I shop at Coop and Tesco and both have degradable bags that disappear after 3 years, not 100 years or 1,000 years like some of the papers are saying! I use these bags, not only to take my shopping home, but also many other uses such as to carry my lunch, my football boots and my son’s swimming kit, once they are worn out, they are used as bin liners in my bin. This saves me buying heavy weight bin liners which are not degradable! Coop and Tesco like other stores give these away free because they know that this is a very inexpensive way of advertising that is not a detriment to the environment.
People say about using paper bags instead, but this would be more harmful to the environment because of their carbon footprint before they are even used! They take 5 times the amount of energy to make and are more bulky to transport. I also wouldn’t fancy using them in the rain. However the ones I’ve seen have a plastic coating on them, so how long they take to degrade, who knows.
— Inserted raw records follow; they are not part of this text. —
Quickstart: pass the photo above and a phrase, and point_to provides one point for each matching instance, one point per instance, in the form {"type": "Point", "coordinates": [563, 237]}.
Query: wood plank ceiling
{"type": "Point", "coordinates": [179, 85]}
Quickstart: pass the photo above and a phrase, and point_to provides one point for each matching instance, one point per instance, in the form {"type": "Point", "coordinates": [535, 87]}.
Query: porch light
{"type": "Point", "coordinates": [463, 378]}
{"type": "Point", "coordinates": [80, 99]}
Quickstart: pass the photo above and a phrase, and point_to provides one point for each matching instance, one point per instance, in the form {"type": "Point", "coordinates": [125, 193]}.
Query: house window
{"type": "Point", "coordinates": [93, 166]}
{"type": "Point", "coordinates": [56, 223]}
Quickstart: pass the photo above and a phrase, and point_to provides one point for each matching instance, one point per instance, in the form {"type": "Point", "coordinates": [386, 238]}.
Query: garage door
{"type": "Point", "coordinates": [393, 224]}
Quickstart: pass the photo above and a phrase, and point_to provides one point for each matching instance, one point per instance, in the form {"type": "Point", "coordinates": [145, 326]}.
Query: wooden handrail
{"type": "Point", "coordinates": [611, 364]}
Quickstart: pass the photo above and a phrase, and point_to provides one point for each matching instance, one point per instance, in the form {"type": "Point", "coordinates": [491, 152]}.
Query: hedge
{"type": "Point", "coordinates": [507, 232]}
Ireland put a tax on the bag a few years ago and now they import more polythene through increased usage of bin liners, than ever before, so it if the government want to reduce polythene then that method doesn’t work. We should all reduce, re-use and recycle, but carrier bags can all be degradable if put in landfill and easily be recyclable if not.
I also have a few bags for life but unfortunately I quite often these as bin liners although they are not degradable. I even invested in a cotton bag and Jute bag for life, but never remember to take them to the shop. Even my Jute bag has a plastic lining inside!
I think by stopping using carriers, people will shop less at their local convenience stores, butchers, bakers etc. and will instead to go to ‘out of town supermarkets’, where they can take their trolleys direct to their cars, adding to the "death of the high street."
The government is also trying to promote Bio-fuels, and this is having a devastating effect on the rainforests - oh that’s right the UK doesn’t have any rainforests. However on a positive there’s not going to be any trees left for the odd discarded crisp packet or plastic bag to be blown into!